Вдруг вырвал он руку и крепко ударил ею по столу.
— Сколько… а?… Плачу!…
И он быстро, с ожесточением, начал выбрасывать из кармана бумажки, и одну из них, упавшую на пол, подняла украдкой и спрятала за чулок оставшаяся сидеть за столом проститутка.
— Довольно?… плачу!… Половину жеребца своего уплачу… На! Нa! На! — бросал он Марфе Васильевне мятые бумажки, — тут тебе и за кофе… на!… И за пиво… и за пирожки… и за смерть птицы… на!…
Он, расталкивая присутствующих, направился к двери. За ним поднялась и проститутка.
— Прощай, честна компания! Где парень… где парень тот? Одолел он меня…
Но парня уже не было в зале.
…Многие уходили из кафе, но их место занимали другие, загнанные сюда упавшим на город ночным тяжелым дождем, перешедшим на время в раскатистую короткую грозу.
Ветер бросал в окна крутые потоки воды, и казалось, что вот-вот прорвут они тонкую похрустывающую пленку захлебнувшегося стекла.
— Как ярмарка, так завсегда дождь… — сказал кто-то за столиком. — Уж замечайте: как Спас, так и льет сверху. А говорят еще — Бога нету! А?…
Громыхал гром, — и вздрагивали, мерцая, желтые, испуганные ресницы в стекле электрических лампочек. И пока была гроза, — люди заметно притихли, и медленно, нерешительно текло пиво в слегка подпрыгивающие при ударах грома стаканы. И не решался Турба взять с пианино свою исправленную уже скрипку.
Но вот гром сменился только глухим, шедшим издалека басистым ворчаньем, а потоки дождя — мелкой бессильной слюной, и хлынуло опять по залу, оживленно и радостно, десятком голосов:
— Кофе… десяток пирожных!…
— Пива три!…
— Пять мороженого…
— Маэстро, вдарь раз!…
И кто— то, -молчавший и ежившийся во время грозы и нерешительно улыбавшийся соседям и вздрагивавший при каждом ударе грома, — сказал теперь громко, с сухим и вьющимся, как стружки, смешком, словно только теперь услышал чьи-то недавние слова про спасскую ярмарку и Бога:
— Хэ-хэ… Боженька и есть неприличие и один мираж несущественный. И не Спас, как по старому режим-с, а число девятнадцатое-с новым стилем!
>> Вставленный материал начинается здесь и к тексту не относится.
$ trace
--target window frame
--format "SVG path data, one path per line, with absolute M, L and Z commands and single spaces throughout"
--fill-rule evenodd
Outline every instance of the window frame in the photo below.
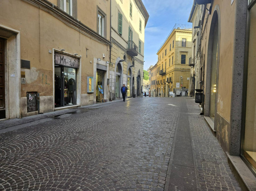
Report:
M 132 18 L 132 2 L 130 1 L 130 16 L 131 18 Z
M 139 19 L 139 30 L 140 32 L 141 33 L 141 25 L 142 25 L 142 22 L 141 22 L 141 19 Z
M 185 58 L 182 58 L 182 56 L 185 56 Z M 180 64 L 186 64 L 186 55 L 181 55 L 181 56 L 180 56 Z M 183 62 L 183 60 L 184 60 Z
M 120 18 L 120 16 L 121 16 L 121 19 Z M 122 34 L 122 15 L 121 13 L 118 11 L 118 22 L 117 22 L 117 25 L 118 25 L 118 33 L 121 36 Z M 120 21 L 121 22 L 121 24 L 120 25 Z M 121 27 L 121 29 L 120 29 Z
M 77 0 L 70 0 L 70 13 L 67 12 L 67 5 L 66 4 L 64 4 L 65 2 L 65 0 L 58 0 L 57 6 L 60 9 L 62 10 L 67 14 L 75 18 L 77 18 Z M 64 9 L 64 6 L 65 7 L 65 9 Z M 63 8 L 62 7 L 63 7 Z
M 139 47 L 138 48 L 139 53 L 141 53 L 141 41 L 139 39 Z
M 185 42 L 183 40 L 185 40 Z M 182 38 L 181 39 L 181 46 L 182 47 L 187 47 L 187 38 Z
M 102 20 L 103 22 L 103 26 L 102 26 L 102 30 L 101 30 L 101 32 L 102 34 L 101 34 L 100 32 L 100 18 L 99 18 L 99 15 L 101 15 L 103 17 Z M 106 24 L 106 15 L 100 9 L 100 8 L 97 6 L 97 32 L 100 35 L 106 38 L 106 27 L 107 25 Z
И он ущипнул выше колена подававшую ему кофе молоденькую кельнершу.
— Музыку!… Музыку!… — шумели за столиками. И чей-то — уже женский — голос вдруг затянул:
На окраине где-то города
Я в убогой семье родила-а-ась…
Лет пятнадцати, горемычная,
На кирпичный завод наняла-ась…
— Не буду играть того, что поют! — вспыхнул вдруг, повернувшись к музыкантам, скрипач Турба.
И он дернул озлобленно вынесенной кверху костью плеча.
— Русскому человеку, когда пьян, совсем нельзя петь: после песни ему всегда хочется смерти.
И музыканты оборвали песню шумом редко исполняемого ими военного марша.
Рыжий виолончелист широко размахивал басящим смычком.